Squeezing so many dwellings into such small areas would lead to a density of housing out of character with the rest of the village. Would anyone even have a garden or would they simply have access to one communal village green?
The village roads cannot sustain the extra traffic and the extra noise and disruption the extra traffic from these two estates would generate. Each dwelling would, inevitably, have at least two vehicles adding at least an extra 250 vehicle journeys twice a day, that is at least and extra 500 vehicle journeys a day.
CBC seems to have forgotten that this village is accessed by narrow country lanes. Although School Road and Wick Road have some pavements no other roads and the approach roads do not. This extra traffic would inevitably result in increased risk to pedestrians and cyclists.
The bus service is very poor and has already been cut once this year by ECC so residents have little choice but to drive themselves.
The drainage in School Road cannot cope with the existing level of development let alone such a massive increase as the one proposed. Anglian Water have repeatedly tried and failed to solve these problems so the idea that they will be solved because planners, developers and landowners want them to be is ludicrous.

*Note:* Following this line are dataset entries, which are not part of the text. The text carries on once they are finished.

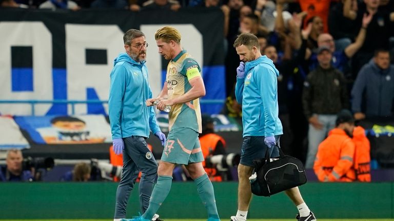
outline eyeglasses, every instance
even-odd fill
[[[149,45],[148,43],[145,42],[143,44],[140,44],[140,43],[139,43],[139,44],[137,44],[137,45],[136,45],[135,46],[132,46],[132,47],[137,49],[138,50],[141,50],[141,49],[142,49],[142,47],[143,47],[145,46],[145,48],[148,48],[148,46],[149,46]]]

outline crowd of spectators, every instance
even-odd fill
[[[285,152],[311,168],[319,144],[349,108],[356,120],[389,117],[394,97],[394,0],[0,0],[2,7],[220,8],[224,14],[225,114],[241,117],[234,98],[237,36],[258,36],[279,70]],[[391,54],[391,55],[390,55]],[[306,138],[309,142],[308,148]],[[307,156],[308,156],[307,158]]]

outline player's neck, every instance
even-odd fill
[[[173,54],[173,55],[172,55],[172,57],[171,58],[171,60],[173,60],[174,58],[176,57],[176,56],[178,56],[179,53],[180,53],[182,52],[182,48],[181,48],[181,47],[174,48],[174,53]]]

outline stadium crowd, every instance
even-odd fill
[[[350,109],[357,121],[392,116],[393,0],[0,0],[0,3],[3,8],[72,10],[220,8],[224,14],[228,96],[223,113],[242,116],[234,95],[239,56],[232,46],[240,33],[252,33],[258,37],[262,54],[272,60],[280,71],[281,147],[285,153],[305,162],[306,168],[312,167],[318,147],[335,127],[336,115],[341,109]]]

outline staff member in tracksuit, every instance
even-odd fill
[[[233,46],[242,60],[237,69],[235,97],[237,102],[242,104],[244,131],[241,162],[238,166],[238,211],[231,219],[245,221],[251,200],[249,177],[254,166],[252,161],[264,158],[267,148],[271,157],[279,154],[278,146],[283,134],[278,117],[277,78],[279,72],[272,60],[261,55],[259,41],[252,34],[240,34]],[[297,206],[300,212],[297,219],[316,220],[298,187],[288,189],[286,193]]]
[[[130,29],[125,34],[123,40],[126,53],[115,59],[110,75],[108,101],[113,150],[117,154],[123,153],[122,179],[116,190],[115,221],[126,217],[130,192],[140,171],[142,212],[149,206],[157,171],[157,164],[145,141],[149,129],[163,146],[166,142],[166,137],[156,122],[153,107],[145,105],[145,101],[152,98],[152,91],[145,65],[148,43],[145,35],[140,31]]]

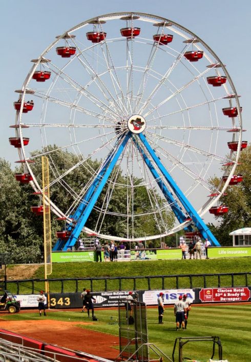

I am also concerned that CBC would not stop at 125 extra houses. The Nayland Road development in Great Horkesley was originally supposed to be only 30 homes and has since been allowed to grow to an estate of over 300. Once housing estates have started to be built in Langham there is this precedent that they would be expanded like the one in Great Horkesley.
In Rowhedge an estate of similar size (120) has been built in the centre of the village and half of the homes sold off to the London Borough of Haringey to accommodate people from their housing waiting list: did CBC realise that Rowhedge would get a London council estate and how could this be safeguarded against in other villages,like Langham?
Finally, don't accuse us of being nimbys. People in this village know very well that we need more housing especially affordable family homes, homes for people with disabilities and for the elderly and all of these were supported in the survey the parish council carried out last November. The report the parish council subsequently produced called for 85 extra dwellings over the next 15 years in a series of smaller-scale sites more appropriate to this rural location and this should be followed. After all, know Langham best and care most about its future sustainable growth.